Understanding brain function requires knowledge about how information flows across the different parts of the brain. Since the early days of neuronal reconstructions by Ramón y Cajal, observations about the structure of neurons and their axonal arborizations or collateral maps have driven hypotheses regarding the function of neural circuits. Thus, examination of the nervous system as a collection of “cell-types” has fueled neuroscience for more than a century. Furthermore, this approach has gained considerable prominence in recent years, as it has become apparent that neuronal diversity is even greater than previously appreciated. Classes of neurons that had previously been treated as monolithic, can now be subdivided on the basis of their developmental history and/or gene expression profiles, physiology or morphology. Importantly, even neurons that appear similar in many ways can differ greatly in their local and long-range axonal projections. To examine the relationship of axon collaterals among neurons that share other properties, it is important to be able to follow the complete collateral maps of multiple neurons within the same brain.

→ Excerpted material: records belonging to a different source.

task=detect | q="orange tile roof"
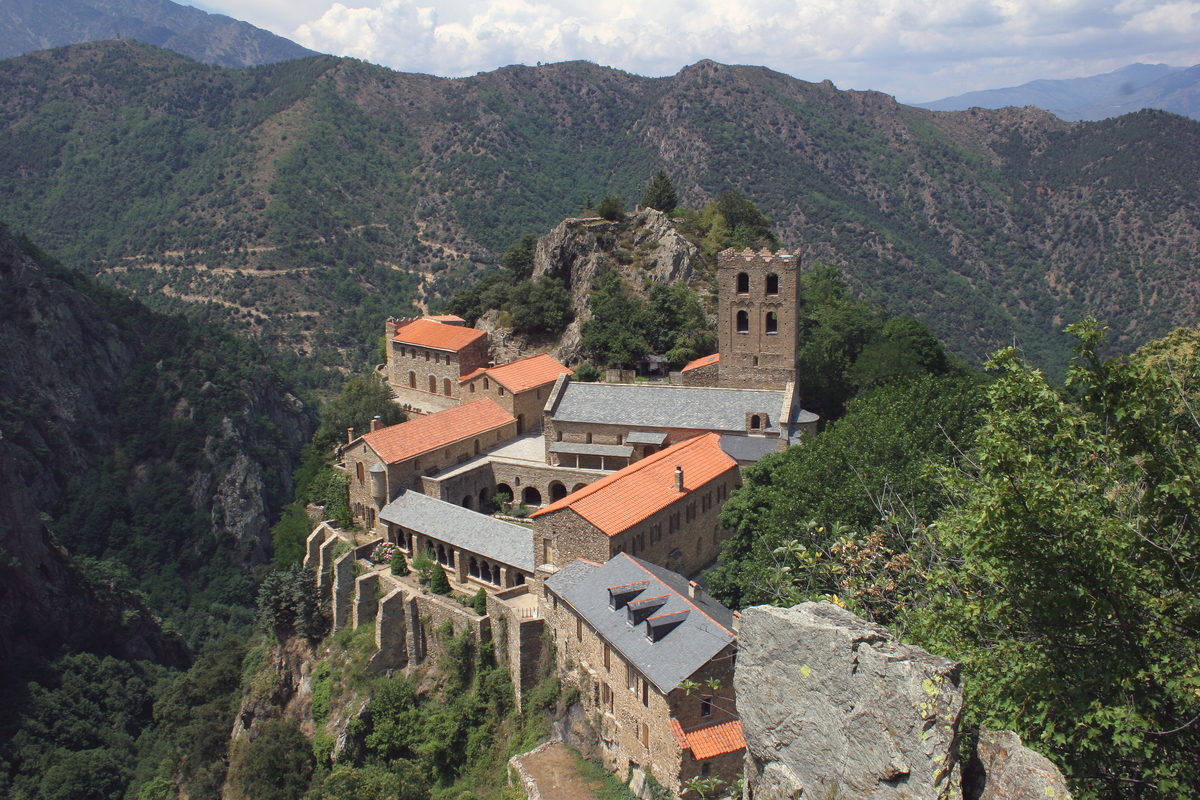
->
[458,353,575,395]
[532,433,737,536]
[362,398,516,464]
[671,720,746,762]
[679,353,721,372]
[391,317,487,350]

For instance in a sparse group of neurons labeled based on their projections to a particular brain area, what is the relationship between collateral maps within this group? How diverse are the collateral maps of a subset of neurons in one area of the brain, all activated during a particular behavior? To answer questions like these, it is necessary to label multiple neurons in a brain and subsequently examine the axon collaterals of individual neurons in the group. To do so, it is desirable to image the entire brain at a resolution sufficient to resolve and trace individual axons.

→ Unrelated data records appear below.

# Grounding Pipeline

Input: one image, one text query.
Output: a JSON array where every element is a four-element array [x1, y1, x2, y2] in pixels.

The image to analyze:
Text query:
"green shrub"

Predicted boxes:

Examining axon collateral maps in this way could reveal details of connectivity in the mouse brain much more rapidly and inexpensively than other methods, such as EM connectomics.
Our project takes advantage of a new imaging platform developed at Janelia. The MouseLight microscope is based on serial two photon tomography (S2PT; Ragan et al., 2012). It is capable of fast volumetric imaging of entire mouse brains at sufficiently high resolution needed to reconstruct axons of individual neurons projecting across long distances. We have developed strategies to brightly label sparse subsets of neurons and efficiently clear brain tissue for high signal-to-noise imaging. We have also implemented a computational pipeline for stitching, assembling, visualizing and analyzing these large datasets. Multiple brains have been imaged and complete reconstructions of small populations of neurons in the motor cortex have been achieved. A major part of our current effort is to increase throughput of data mining by automation of the annotation process. This is a significant bottleneck that needs to be overcome in order to achieve our goal to reconstruct thousands of neurons in the mouse brain.